Regular Languages

We have seen, through Kleene’s Theorem, that Regular Expressions and Finite Automata express exactly the same languages. In fact, it is known that this same class of languages is expressible using many other natural mathematical devices too. So, there is a sense in which this class of languages is special and has a life of its own quite apart from the particular mechanism that defines it. We call this class of languages regular.

A language is said to be a regular language just if it is the language expressed by some regular expression (equivalently, by some finite automaton).

Pumping Lemma

The argument we used in showing that $\{a^nb^n \mid n \in \mathbb{N}\}$ is not recognisible by any finite automaton rested on a certain observation about the behaviour of small automata that accept long words: namely that they must loop, and by going through the loop more or less often we can deduce other words that they also accept.
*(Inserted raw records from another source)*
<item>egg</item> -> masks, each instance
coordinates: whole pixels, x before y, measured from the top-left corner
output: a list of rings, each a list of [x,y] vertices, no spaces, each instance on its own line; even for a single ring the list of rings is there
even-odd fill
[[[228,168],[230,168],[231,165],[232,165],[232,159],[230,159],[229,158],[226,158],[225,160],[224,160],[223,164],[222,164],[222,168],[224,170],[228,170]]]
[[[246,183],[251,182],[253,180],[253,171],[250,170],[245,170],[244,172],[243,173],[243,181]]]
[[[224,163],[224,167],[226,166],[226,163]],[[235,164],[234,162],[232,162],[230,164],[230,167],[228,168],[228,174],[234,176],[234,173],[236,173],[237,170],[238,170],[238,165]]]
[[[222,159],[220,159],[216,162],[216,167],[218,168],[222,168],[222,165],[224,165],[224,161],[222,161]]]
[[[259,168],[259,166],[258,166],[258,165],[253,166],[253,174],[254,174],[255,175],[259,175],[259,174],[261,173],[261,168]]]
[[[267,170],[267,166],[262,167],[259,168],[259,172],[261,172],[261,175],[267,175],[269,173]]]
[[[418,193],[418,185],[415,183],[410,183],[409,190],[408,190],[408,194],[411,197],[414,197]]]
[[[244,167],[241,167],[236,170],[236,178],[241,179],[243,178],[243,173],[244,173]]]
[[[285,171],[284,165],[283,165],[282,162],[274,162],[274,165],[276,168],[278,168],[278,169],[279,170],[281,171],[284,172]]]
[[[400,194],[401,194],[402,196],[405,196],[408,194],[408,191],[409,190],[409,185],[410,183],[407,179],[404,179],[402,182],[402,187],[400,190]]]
Now we will turn this into an observation about all regular languages. It is called the pumping lemma. Recall that $\lvert w \rvert$ is the length of the word $w$ and $v^k$ is the word $v$ concatenated with itself $k$-times.

Pumping Lemma for Regular Languages: Let $A$ be a regular language. Then there is some natural number $p \geq 1$ such that, for any word $s \in A$ of length at least $p$, it is possible to split $s$ into three pieces $s = uvw$ such that the following all hold:

(P1) $v$ is not empty
(P2) $\lvert uv \rvert \leq p$
(P3) $\forall i \in \mathbb{N}.\ uv^iw \in A$

The pumping lemma is really just a restatement of our observation about automata but with all the automata specific parts removed. The lemma is a statement about any regular language $A$. We know that a language is called regular when there it is expressible by a finite automaton, so we know that there is a finite automaton, say $M$, that recognises this language $A$. Then that finite automaton has some particular number of states, although we don’t know how many, say $p$. We observed that, if an automaton with $p$ states accepts a word $w$ whose length is at least $p$ - the number of states, then the accepting run must have revisited a state, i.e. gone round a loop (depicted in green below).

This naturally splits the word into three pieces, the bit before visiting the repeated state the first time, say $u$, the bit where the automaton goes round the loop, say $v$, and then the rest, say $w$. We don’t know exactly where the split occurs because we don’t know exactly when the automaton is on the loop. However we do know:

(P1) The automaton reads in at least one letter during this loop, i.e. the piece $v$ is not empty.
(P2) The loop must occur somewhere within the first $p$ letters, since a state must be revisited in that time. That means that the length of the first two pieces is at most $p$: $\lvert uv \rvert \leq p$.
(P3) We can deduce that other words are accepted by the automaton going round the loop more or less often. In other words, for every number $i$ of times going round the loop, we can deduce another word $uv^iw$ that is accepted (the word has the same first and last piece, but the loop piece is repeated $i$ times).

We turned this observation into an argument for the non-recognisibility, we might now say the non-regularity of the simple language of matched parentheses $\{a^nb^n \mid n \in \mathbb{N}\}$. First we suppose the opposite, that it is true, then we show that an inevitable consequence is that we end up contradicting something we know to be true. Let’s do that again, this time using the pumping lemma.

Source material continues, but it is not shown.